Consider the results you get when you conduct ten audits in one week, compared with ten audits in one month – the first example will provide you with a narrow snapshot of practices (not representative and potentially biased), while the second example will provide you with a wider snapshot of practices and is likely to represent more of the diversity in your workplace.
Score practices as non-compliant as and when you observe them.
Patient and staff safety are paramount at all times and practice audits are no different in this respect. You should be prepared to speak up if you observe practices that compromise patient or staff safety. Consider whether non-compliant practices are likely to compromise patient or staff safety. It may require immediate intervention or it may require corrective instruction. For example, you may observe a nurse at the scrub sink without protective eyewear. You could observe until the nurse approaches the instrument trolley and prepares for direct patient care. If the nurse has not yet corrected their practice and the circulating nurse has not noticed and provided assistance, you should intervene. You would then score the practice as non-compliant.
A general rule of observational audits is that you cannot audit practices that you do not observe. In most instances, it is preferable for you to leave the practice unscored and wait to observe the practice again – in this way you will score it based on the nurse's practice (i.e. what the nurse does – their real practice), not the nurse's knowledge (i.e. what the nurse knows – their ideal practice).

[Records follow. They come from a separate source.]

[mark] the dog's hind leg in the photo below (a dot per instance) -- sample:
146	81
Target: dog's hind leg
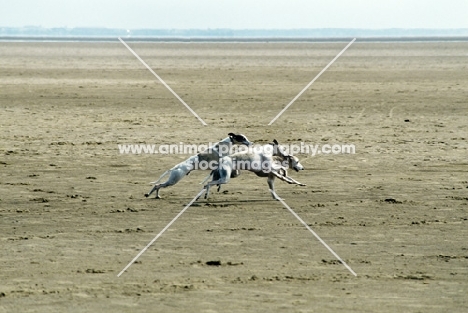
271	185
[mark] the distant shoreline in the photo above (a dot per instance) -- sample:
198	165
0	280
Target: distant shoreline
231	39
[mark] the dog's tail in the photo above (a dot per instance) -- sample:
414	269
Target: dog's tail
207	177
160	177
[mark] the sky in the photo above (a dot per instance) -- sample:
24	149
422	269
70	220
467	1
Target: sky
235	14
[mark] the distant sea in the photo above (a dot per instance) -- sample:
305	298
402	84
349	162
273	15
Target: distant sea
230	39
38	33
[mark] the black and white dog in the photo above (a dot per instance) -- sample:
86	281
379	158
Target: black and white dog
211	156
270	161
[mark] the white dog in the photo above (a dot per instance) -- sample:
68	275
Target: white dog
270	161
210	156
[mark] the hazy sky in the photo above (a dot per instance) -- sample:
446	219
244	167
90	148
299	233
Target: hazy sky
236	14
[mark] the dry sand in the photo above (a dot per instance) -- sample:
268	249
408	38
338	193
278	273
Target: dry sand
72	211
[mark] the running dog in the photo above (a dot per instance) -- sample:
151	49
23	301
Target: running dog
211	156
270	162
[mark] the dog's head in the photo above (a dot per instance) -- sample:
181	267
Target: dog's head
277	149
294	163
239	139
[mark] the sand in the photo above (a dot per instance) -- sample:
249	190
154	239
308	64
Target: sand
73	213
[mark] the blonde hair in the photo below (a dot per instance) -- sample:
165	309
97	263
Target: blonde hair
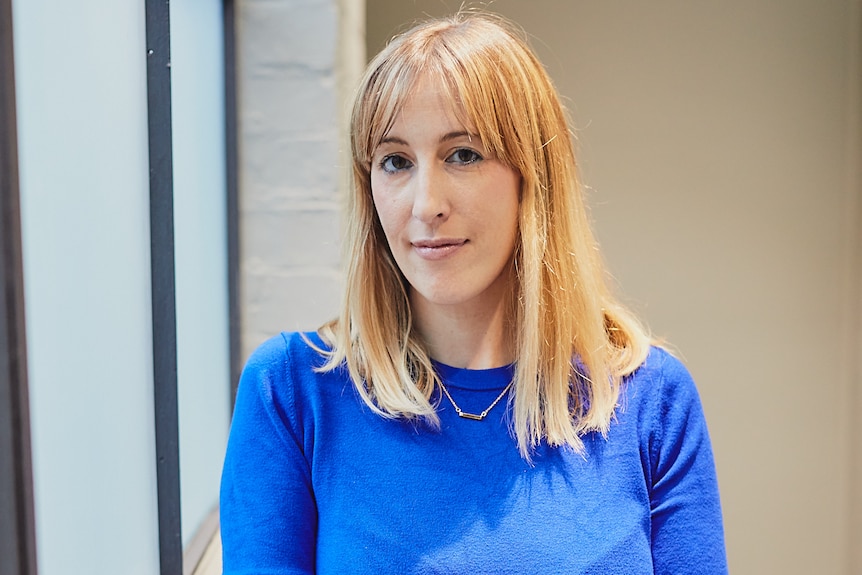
575	342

In some instances, you might be able to ask the nurses what they did when you were not looking, for example: – if you did not see the nurse pour the prep solution into the bowl you might ask them how they did it – you might read a specimen label yourself and check if the nurse has completed it correctly – to audit whether the nurse has been compliant with scrub duration and consistent with the use of agents you might ask the nurse about the scrub techniques and agents they used. However, it would NOT be acceptable to ask the nurse what they did before you arrived in the room for the audit.
When a nurse's practice deviates from the accepted standard it is considered non-compliant and scored zero. Generally, this score is not influenced by the reason for the nurse's non-compliance. As auditor, you could make a note of the reason so that the manager can take action. For example, 'plastic aprons not available'. This may explain to the manager why the nurses were non-compliant for the month that the equipment was out of stock.

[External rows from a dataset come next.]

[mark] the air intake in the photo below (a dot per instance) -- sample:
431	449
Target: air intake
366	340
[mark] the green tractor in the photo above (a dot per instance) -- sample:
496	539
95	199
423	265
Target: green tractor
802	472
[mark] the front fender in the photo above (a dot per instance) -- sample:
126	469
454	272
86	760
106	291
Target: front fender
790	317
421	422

The Excel formula will ignore the NAs when it calculates the compliance rate. The first edition of the PATs required the NAs to be manually subtracted but that is no longer necessary unless you wish to check the Excel calculations.
Whenever the nurse performs surgical hand antisepsis (SHA), they will use either the traditional surgical hand scrub (SHS) with running water or they will use the waterless technique with alcohol-based hand rub (ABHR). Both of these techniques are acceptable and, when performed correctly, they are considered compliant practice. Therefore, the criteria for the observed technique should be scored '1' when the nurse's practice is compliant. The criteria for the other technique (the technique you did not observe) are not applicable and should all be scored 'NA'. The Excel formula will ignore the NAs when it calculates the compliance rate.
The intention of the ACORN PAT Project is to look for evidence of Australian perioperative nurses’ compliance with their national standards, as in ACORN Standards for Perioperative Nursing in Australia. While individual standards might refer to the multidisciplinary team and might describe what members of the multidisciplinary team should be doing, the focus of the ACORN standards is the nurses’ roles. So, the ACORN PATs are specifically designed as audit tools for perioperative nursing staff only. The PATs have not been validated for use as audit tools for other professions.